Thursday, January 9, 2025
Stocks markets are closed and mail won't be delivered today in honor of Jimmy Carter, because everything came to a halt under him, too
OK, bond markets are open today, because SOMEONE has to pay for the 44% increase in the national debt which was racked up under Jimmy Carter.
Stonks soared, nominally, under Jimmy at 11.81% per annum on average January 1977 to January 1981, but because inflation was so terrible, 10.43%, real return for the S&P 500 clocked in at only 1.25% per annum during his presidency.
The climb down from "at least $2 trillion" in October is the only thing epic about this DOGE thingy
Wednesday, January 8, 2025
Drudge's poorly paid help calls one of the most destructive firestorms in memory from the LA Times story "the most distructive in history" lol
The LA Times doesn't lose its cool when reporting the news, but Drudge does.
More than 1,100 homes, businesses and other buildings have burned and at least five people are dead in wildfires scorching communities across Los Angeles County, making this one of the most destructive firestorms to hit the region in memory.
Always, always, always read the sources.
Anarcho-tyranny in Pacific Palisades Fire: No water in some fire hydrants
From the Los Angeles Times here:
“There’s no water in the fire hydrants,” Caruso said. “The firefighters are there [in the neighborhood], and there’s nothing they can do — we’ve got neighborhoods burning, homes burning, and businesses burning. ... It should never happen.”
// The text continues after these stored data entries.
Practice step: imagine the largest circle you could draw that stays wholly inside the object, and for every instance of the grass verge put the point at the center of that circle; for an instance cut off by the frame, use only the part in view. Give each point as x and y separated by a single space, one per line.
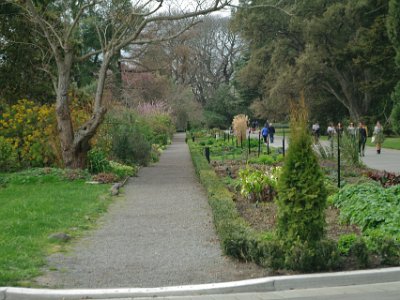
35 204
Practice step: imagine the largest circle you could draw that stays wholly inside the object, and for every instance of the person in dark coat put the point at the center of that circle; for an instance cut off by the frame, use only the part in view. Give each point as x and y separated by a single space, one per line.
264 133
271 132
362 138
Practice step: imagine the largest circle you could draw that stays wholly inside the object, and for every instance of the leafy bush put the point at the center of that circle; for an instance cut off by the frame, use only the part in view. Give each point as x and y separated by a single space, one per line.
370 206
306 257
31 130
349 149
346 242
377 211
128 138
262 159
105 177
122 171
97 161
258 185
8 157
239 125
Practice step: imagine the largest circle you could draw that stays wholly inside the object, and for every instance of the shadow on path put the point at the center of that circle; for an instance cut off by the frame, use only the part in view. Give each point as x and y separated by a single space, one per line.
160 234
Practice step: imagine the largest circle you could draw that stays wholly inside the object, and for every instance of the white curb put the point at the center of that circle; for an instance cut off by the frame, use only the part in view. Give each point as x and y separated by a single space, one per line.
266 284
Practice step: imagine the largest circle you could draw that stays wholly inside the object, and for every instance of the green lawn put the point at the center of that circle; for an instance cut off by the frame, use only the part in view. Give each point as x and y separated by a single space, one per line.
32 208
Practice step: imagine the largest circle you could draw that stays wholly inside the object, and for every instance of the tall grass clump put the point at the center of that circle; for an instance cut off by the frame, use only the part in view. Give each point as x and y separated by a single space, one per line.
239 125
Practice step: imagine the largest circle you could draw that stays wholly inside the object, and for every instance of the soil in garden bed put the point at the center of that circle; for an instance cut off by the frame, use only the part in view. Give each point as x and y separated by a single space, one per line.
263 216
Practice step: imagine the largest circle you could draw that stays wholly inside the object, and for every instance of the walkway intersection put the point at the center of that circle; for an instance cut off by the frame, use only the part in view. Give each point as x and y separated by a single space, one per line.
159 241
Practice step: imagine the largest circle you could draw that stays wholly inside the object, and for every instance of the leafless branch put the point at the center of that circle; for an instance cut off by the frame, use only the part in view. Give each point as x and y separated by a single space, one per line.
262 6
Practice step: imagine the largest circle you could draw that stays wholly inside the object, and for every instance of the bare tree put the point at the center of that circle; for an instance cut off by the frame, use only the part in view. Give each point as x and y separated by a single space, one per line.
118 23
204 57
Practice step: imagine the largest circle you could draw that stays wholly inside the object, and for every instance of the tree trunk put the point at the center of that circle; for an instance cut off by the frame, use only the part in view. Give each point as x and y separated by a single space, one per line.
63 114
83 135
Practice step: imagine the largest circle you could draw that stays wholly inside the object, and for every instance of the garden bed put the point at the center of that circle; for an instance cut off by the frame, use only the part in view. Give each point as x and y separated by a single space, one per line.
247 227
262 216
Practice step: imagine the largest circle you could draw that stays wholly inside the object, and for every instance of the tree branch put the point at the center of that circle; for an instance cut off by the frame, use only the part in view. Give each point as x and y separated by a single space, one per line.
78 16
262 6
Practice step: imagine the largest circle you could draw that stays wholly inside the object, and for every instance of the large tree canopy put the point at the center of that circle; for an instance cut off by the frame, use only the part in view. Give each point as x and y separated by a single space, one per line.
97 31
333 50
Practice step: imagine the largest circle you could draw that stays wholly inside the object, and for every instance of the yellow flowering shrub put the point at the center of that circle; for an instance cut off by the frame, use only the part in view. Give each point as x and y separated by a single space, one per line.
31 131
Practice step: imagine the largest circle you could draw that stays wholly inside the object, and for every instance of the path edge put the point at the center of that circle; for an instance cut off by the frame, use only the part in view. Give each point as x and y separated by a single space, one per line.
266 284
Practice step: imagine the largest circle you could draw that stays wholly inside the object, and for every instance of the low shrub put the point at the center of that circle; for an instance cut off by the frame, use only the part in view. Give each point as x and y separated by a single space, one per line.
346 242
258 185
122 171
8 157
306 257
262 159
239 240
105 178
97 161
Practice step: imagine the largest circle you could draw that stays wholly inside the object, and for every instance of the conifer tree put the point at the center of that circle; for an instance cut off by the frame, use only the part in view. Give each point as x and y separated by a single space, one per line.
301 191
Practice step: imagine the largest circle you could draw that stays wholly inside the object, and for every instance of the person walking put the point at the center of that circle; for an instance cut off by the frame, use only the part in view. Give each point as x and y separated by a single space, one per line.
264 133
378 137
330 131
271 132
339 128
315 131
362 138
351 130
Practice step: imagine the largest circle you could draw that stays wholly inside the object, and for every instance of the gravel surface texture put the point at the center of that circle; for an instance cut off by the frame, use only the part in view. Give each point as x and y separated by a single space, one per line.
160 233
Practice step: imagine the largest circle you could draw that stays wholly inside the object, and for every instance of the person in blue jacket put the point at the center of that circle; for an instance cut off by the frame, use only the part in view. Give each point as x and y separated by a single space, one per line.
271 132
264 133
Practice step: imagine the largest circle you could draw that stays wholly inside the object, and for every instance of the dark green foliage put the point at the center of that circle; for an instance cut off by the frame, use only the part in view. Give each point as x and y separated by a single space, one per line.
8 157
360 251
371 207
97 161
306 257
395 115
301 189
239 240
131 146
345 243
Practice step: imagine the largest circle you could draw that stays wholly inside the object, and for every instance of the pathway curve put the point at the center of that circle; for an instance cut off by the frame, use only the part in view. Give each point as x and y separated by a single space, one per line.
160 234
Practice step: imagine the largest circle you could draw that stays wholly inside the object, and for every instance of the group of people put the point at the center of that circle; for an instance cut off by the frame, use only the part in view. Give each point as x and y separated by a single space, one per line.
361 132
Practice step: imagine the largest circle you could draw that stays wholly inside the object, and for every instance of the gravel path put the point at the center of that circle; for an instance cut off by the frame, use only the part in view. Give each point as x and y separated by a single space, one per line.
160 234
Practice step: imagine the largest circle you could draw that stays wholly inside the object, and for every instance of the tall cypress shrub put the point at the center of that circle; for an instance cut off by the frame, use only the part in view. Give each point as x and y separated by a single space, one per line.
301 191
A spokesman for the Department of Water and Power acknowledged reports of diminished water flow from hydrants but did not have details on the number of hydrants without water or the scale of the issue.
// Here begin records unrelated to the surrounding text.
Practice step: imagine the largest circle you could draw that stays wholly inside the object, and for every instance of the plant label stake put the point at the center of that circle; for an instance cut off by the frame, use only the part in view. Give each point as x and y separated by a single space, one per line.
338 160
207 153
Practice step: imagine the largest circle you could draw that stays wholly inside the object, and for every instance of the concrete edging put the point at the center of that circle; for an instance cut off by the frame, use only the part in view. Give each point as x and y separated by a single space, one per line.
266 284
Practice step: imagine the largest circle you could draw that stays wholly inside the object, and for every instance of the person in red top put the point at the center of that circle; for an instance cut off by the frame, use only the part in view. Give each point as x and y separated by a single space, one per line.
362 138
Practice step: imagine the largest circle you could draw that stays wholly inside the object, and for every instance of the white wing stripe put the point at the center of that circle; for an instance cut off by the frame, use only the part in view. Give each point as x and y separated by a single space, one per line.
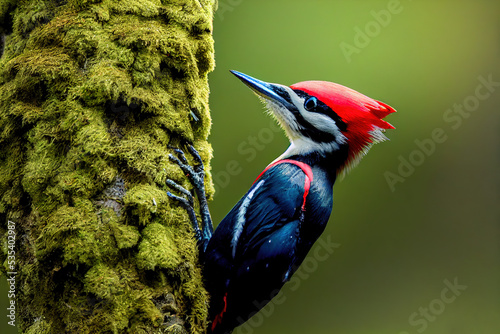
240 217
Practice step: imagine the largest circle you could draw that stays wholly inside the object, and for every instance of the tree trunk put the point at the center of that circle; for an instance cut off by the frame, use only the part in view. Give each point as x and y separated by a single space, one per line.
93 95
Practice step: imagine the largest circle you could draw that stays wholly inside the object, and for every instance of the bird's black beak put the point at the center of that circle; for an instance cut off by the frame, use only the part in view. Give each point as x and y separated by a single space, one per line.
273 92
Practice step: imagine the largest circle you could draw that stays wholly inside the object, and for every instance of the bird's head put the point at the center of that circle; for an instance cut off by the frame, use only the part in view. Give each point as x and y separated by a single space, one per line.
323 118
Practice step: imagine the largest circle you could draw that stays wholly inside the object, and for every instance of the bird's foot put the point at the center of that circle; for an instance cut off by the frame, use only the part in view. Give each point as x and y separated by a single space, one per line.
196 175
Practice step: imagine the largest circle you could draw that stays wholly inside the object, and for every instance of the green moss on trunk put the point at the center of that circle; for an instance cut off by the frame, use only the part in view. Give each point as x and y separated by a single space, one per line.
92 94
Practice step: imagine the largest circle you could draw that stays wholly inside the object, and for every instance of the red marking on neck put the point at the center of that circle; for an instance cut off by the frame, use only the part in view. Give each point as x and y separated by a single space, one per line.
305 168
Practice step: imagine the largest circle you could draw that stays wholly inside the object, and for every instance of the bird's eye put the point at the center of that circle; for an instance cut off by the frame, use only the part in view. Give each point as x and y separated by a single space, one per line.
311 103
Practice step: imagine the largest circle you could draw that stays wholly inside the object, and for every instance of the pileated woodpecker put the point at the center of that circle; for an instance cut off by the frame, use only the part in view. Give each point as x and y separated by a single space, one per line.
265 237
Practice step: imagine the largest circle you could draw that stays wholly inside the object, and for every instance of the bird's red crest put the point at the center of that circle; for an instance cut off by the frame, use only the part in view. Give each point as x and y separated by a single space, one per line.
363 115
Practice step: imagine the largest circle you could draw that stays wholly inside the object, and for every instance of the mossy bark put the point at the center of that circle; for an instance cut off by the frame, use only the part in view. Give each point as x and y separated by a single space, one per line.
92 96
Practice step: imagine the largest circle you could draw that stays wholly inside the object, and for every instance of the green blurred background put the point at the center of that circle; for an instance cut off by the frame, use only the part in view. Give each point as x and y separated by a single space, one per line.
395 246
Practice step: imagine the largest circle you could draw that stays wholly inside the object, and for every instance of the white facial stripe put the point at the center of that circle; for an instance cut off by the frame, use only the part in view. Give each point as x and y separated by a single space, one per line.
301 144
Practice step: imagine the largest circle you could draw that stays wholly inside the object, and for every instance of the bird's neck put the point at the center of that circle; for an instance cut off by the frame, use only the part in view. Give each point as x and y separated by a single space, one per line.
331 163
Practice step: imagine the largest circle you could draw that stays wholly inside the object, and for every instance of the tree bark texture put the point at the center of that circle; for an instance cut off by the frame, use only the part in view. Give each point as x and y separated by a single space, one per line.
93 96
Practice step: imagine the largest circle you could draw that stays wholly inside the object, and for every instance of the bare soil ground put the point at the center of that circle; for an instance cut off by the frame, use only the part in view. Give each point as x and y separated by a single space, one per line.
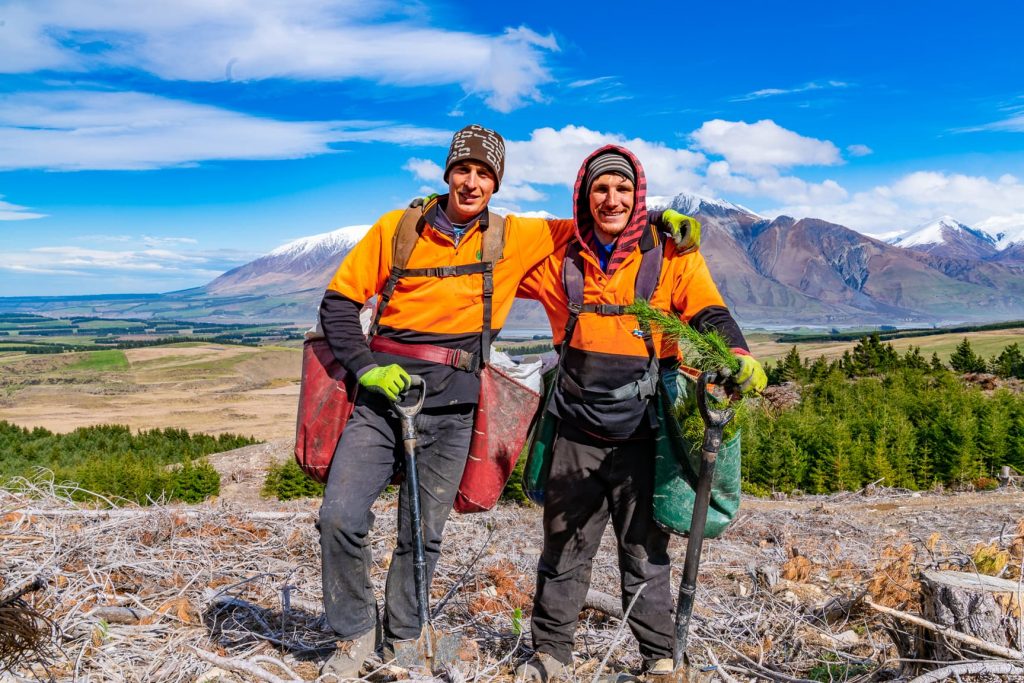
230 590
209 388
200 593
In a statement, the DWP said water crews were working in the neighborhood “to ensure the availability of water supplies.”
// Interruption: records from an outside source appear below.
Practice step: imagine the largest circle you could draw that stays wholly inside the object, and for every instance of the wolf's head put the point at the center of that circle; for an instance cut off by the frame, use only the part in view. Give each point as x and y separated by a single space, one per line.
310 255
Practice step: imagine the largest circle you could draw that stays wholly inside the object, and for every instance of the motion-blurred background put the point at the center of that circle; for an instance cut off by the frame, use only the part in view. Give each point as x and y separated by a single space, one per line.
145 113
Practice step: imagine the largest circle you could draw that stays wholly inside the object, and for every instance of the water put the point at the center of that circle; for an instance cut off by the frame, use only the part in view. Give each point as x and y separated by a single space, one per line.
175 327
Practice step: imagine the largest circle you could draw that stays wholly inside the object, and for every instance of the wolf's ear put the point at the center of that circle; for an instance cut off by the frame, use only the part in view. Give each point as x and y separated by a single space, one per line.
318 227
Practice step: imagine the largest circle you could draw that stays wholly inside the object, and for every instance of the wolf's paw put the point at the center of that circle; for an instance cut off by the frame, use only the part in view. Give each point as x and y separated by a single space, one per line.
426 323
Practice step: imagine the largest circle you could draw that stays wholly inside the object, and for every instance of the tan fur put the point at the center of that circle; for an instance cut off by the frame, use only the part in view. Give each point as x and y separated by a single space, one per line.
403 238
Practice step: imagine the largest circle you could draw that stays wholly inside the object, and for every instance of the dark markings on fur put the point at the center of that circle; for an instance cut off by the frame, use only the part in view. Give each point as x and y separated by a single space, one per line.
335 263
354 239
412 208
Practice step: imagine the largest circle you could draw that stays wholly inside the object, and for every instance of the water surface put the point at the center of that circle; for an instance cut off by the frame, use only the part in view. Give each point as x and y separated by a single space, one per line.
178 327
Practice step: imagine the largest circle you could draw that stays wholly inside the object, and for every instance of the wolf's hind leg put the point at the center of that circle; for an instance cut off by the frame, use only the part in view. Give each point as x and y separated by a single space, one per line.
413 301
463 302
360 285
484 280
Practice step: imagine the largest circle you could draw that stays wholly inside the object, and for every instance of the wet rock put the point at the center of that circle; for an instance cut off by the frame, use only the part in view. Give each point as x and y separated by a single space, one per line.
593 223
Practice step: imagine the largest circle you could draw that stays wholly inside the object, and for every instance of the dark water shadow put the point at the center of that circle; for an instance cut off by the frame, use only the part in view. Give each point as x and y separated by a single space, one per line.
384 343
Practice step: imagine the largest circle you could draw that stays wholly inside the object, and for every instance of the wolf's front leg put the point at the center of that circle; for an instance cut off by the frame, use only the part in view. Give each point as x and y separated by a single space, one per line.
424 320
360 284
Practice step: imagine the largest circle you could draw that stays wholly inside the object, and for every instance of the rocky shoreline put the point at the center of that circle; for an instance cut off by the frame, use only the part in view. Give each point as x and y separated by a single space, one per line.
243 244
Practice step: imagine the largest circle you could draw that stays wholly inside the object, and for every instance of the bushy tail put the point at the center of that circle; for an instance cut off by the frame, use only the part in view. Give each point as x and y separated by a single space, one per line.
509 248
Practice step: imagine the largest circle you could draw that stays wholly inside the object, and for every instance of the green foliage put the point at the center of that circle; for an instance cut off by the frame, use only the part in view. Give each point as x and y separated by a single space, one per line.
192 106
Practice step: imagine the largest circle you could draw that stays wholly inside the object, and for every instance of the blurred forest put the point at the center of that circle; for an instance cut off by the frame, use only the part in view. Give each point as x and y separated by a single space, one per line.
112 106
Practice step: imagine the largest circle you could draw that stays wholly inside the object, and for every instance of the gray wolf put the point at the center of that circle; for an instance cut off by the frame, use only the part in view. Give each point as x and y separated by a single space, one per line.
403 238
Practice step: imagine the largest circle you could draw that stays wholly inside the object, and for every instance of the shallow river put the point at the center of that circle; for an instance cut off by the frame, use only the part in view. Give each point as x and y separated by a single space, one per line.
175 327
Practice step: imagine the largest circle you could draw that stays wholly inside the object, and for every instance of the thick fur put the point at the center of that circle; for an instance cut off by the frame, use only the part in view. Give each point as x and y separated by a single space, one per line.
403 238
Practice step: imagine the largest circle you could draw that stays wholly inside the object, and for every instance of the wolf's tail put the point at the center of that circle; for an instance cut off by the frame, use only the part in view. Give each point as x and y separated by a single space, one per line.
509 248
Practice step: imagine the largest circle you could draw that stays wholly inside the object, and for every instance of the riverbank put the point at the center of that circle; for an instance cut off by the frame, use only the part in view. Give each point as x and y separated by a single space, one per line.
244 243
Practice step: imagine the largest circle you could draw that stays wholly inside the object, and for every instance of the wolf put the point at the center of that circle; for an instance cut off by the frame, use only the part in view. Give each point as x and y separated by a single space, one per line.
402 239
“This area is served by water tanks and close coordination is underway to continue supplying the area,” the DWP said in its statement.
Providing basic fire fighting resources is a bare minimum function of local government, at which this very wealthy community is obviously failing, mirroring California government's overall statewide failure to reduce wildfires.
State Farm stopped insuring roughly 30,000 homes in California in the summer of 2024, in part due to the danger to its business there from catastrophic fires in communities where multi-million dollar homes are common, and too commonly go up in smoke.
You'd cut your losses, too, if you suspected the locals had become as hopelessly bad as the one party state under Gavin Newsom.
Tuesday, January 7, 2025
Batya Ungar-Sargon: Musk changed the subject to 10-year old UK grooming gangs scandal on X to change the subject from his unpopular H-1B visas stance
Look! Over there! A deer!
Story here.
Britain, Starmer, England: 14, 15, 20. H-1B nowhere to be found.
This headline would have been written whether Kamala Harris won or Donald Trump
Experts say high food prices are here to stay. Here’s why
“Once food price goes up, it tends to stay up,” said Claudia Sahm, a chief economist at New Century Advisors. “The inflation may come back down, so you don’t see the big price increases. But outside of widespread depression, we don’t tend to see prices falling across the board.”
Sahm exaggerates because she knows there is almost no likelihood of real food price declines coming, but it wouldn't take a depression.
The last time we had actual food price deflation, on a sustained basis, was in the 1950s, with 1959 being the last time at -1.6%.
But yes, the biggest declines come during depressions, which are hardly desirable for the overall damage they do.
In 1921 this index hit -24%; in 1931 -17.5% and 1932 -16.8%.
But what good are low prices when you don't have a job? You'll still have to make those lard and dandelion sandwiches to get by because bologna will still be too expensive.